Second, in the absence of such an event we are just killing a horrible amount of time until the next meaningful opportunity to vote on Scottish independence. Assuming the SNP continues to win elections in Scotland, or at least pro-independence parties maintain a majority in Holyrood, I’ve always thought the gap would be about ten years. That would be enough time since the 2014 vote for the Yes side to see if it can produce a generational change in attitudes.
Instead of admitting this state of affairs, we have the usual posturing from the main parties. Both the Tories and the SNP know that the only other triggers of an early referendum are weak – the SNP’s mooted shift in independence support from the current high forties to around 60%; and the Scottish Greens' mention of a petition with maybe 100,000 votes. Yet they feel they have to keep up the longest game of chicken in Scottish political history.
The only party that really needs the further debate is Scottish Labour. The party’s attempts to appear flexible about the constitution and reinstate some distance with the more staunchly unionist Conservatives often make it look confusingly ambivalent. Witness the furore during the campaign when Labour leader Kezia Dugdale initially refused to rule out backing a second independence referendum in the event of a Scottish Remain/UK Brexit vote. Nearer election day the party ruled out another referendum for the duration of the current parliament. Now the deputy leader Alex Rowley and other senior voices are calling for full home rule, and one backer, former Labour first minister Henry McLeish, wants this put to the public along with independence in a second referendum.
The heart of the matter
Another misleading trope is for commentators to argue that this election marks the complete “Ulsterisation” of Scottish politics, where people vote SNP for independence or Conservative for the union and only identity-politics matters.
It must be a tempting argument, but detailed analysis dating back to the SNP victory in the 2007 election strongly suggests that voters' biggest reason for backing the party has been the belief it would do the best job in office – “valence politics”, as academics sometimes describe it. This is usually key to getting elected anywhere, along with having a leader and a vision for the future that voters respect. The SNP has benefited from being a party that looks highly professional, even if one’s belief in the party’s competence may admittedly be linked strongly to one’s belief in independence.
The same electoral reality explains why the Conservatives went big on Ruth Davidson during the campaign – many of their promotional materials did not even mention the party. It is also why they used a proxy for governing competence – “strong opposition” – in the absence of the likelihood of them being in government. Meanwhile, Labour may have suffered because compared to the SNP and Conservatives, its seems shambolic. Identity politics surely matters as the factor which underpins core attitudes, but these perceptions around competence and leadership probably better explain the trends in support for each party.

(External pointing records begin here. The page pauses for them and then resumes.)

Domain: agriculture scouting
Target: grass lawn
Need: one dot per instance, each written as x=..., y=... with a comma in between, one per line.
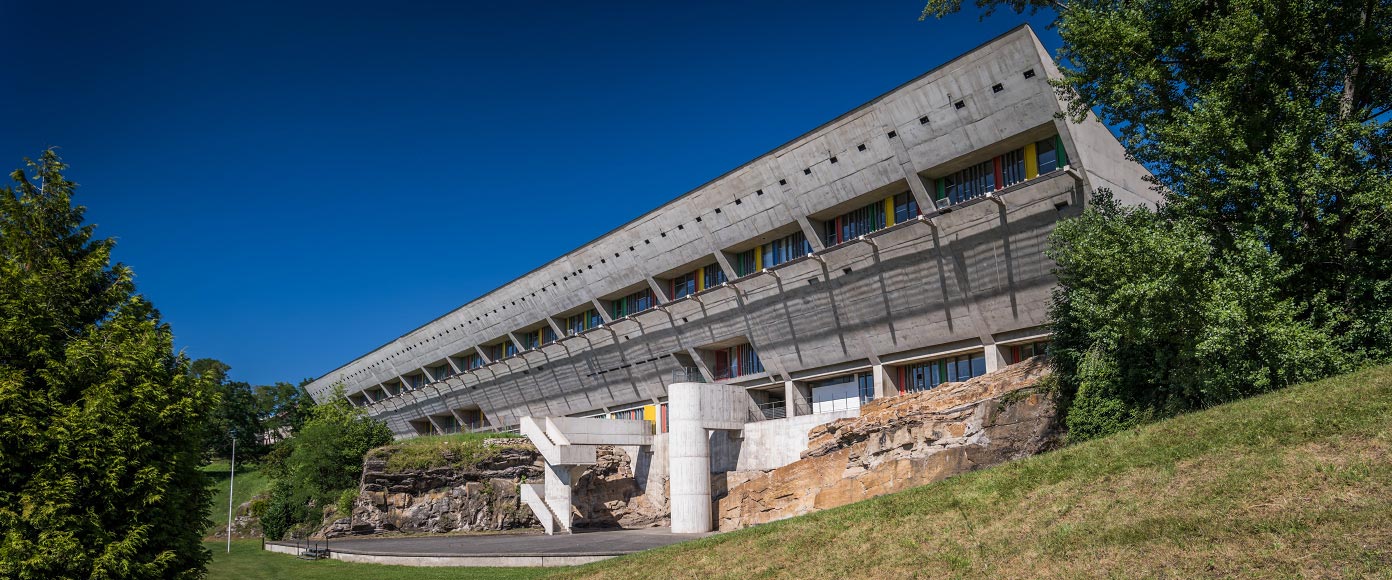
x=249, y=481
x=249, y=562
x=1295, y=483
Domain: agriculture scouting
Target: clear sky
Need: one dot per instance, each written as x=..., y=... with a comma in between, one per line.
x=297, y=184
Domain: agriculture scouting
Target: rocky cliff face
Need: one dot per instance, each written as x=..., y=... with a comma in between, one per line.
x=480, y=497
x=486, y=495
x=904, y=441
x=607, y=494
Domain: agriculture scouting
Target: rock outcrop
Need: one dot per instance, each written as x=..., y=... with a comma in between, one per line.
x=901, y=442
x=486, y=495
x=439, y=500
x=607, y=494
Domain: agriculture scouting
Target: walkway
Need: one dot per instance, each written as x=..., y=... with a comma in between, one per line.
x=497, y=550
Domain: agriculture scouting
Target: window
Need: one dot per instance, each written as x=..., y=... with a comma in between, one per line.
x=744, y=263
x=632, y=303
x=581, y=323
x=855, y=224
x=1021, y=352
x=785, y=249
x=929, y=374
x=905, y=207
x=737, y=362
x=684, y=285
x=970, y=182
x=1047, y=155
x=1012, y=166
x=714, y=276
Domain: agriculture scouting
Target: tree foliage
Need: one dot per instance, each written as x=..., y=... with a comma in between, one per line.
x=1268, y=127
x=315, y=468
x=100, y=424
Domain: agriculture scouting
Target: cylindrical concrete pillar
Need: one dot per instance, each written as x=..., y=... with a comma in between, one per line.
x=688, y=452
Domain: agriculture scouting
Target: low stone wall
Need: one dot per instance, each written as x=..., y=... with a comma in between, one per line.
x=901, y=442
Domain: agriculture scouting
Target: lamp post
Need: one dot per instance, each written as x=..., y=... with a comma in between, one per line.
x=231, y=484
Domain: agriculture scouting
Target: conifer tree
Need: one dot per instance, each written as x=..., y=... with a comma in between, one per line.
x=100, y=423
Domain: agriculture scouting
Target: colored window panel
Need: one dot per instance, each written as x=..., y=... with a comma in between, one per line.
x=1046, y=155
x=905, y=207
x=785, y=249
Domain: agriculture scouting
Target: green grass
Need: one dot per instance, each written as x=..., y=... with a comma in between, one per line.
x=1296, y=483
x=249, y=481
x=461, y=449
x=249, y=562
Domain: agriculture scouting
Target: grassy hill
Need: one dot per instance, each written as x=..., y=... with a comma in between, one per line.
x=249, y=481
x=1296, y=483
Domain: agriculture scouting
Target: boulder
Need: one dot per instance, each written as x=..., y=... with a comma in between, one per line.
x=904, y=441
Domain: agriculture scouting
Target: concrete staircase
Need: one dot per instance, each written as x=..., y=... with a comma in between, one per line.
x=568, y=442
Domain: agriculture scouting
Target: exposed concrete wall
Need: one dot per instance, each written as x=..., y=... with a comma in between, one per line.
x=966, y=277
x=766, y=445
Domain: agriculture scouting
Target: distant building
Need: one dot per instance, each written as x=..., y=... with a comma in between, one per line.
x=897, y=246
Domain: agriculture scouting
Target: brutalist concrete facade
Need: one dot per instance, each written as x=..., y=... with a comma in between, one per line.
x=966, y=277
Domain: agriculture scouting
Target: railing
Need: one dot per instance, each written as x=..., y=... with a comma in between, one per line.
x=688, y=374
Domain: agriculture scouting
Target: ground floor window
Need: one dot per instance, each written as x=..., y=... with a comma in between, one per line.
x=929, y=374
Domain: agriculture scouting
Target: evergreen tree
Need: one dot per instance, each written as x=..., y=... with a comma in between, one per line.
x=100, y=424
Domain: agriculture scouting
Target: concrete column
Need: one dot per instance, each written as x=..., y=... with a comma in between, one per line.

Still, perhaps the biggest lesson from this election is that if you are determined to make and act on this argument about identity politics you should do it well. The SNP and Conservatives did it well. In contrast, too many senior people in Scottish Labour – including the leader, Kezia Dugdale, and former deputy Anas Sarwar – expressed disappointment that the electorate did not think like them. As has been pointed out elsewhere, this is hardly likely to endear voters. Put together, constitutional ambivalence and strategic incompetence can be off-putting. So the two biggest parties in the Scottish parliament might be annoyingly narrow-minded, but at least they look like they know what they are doing.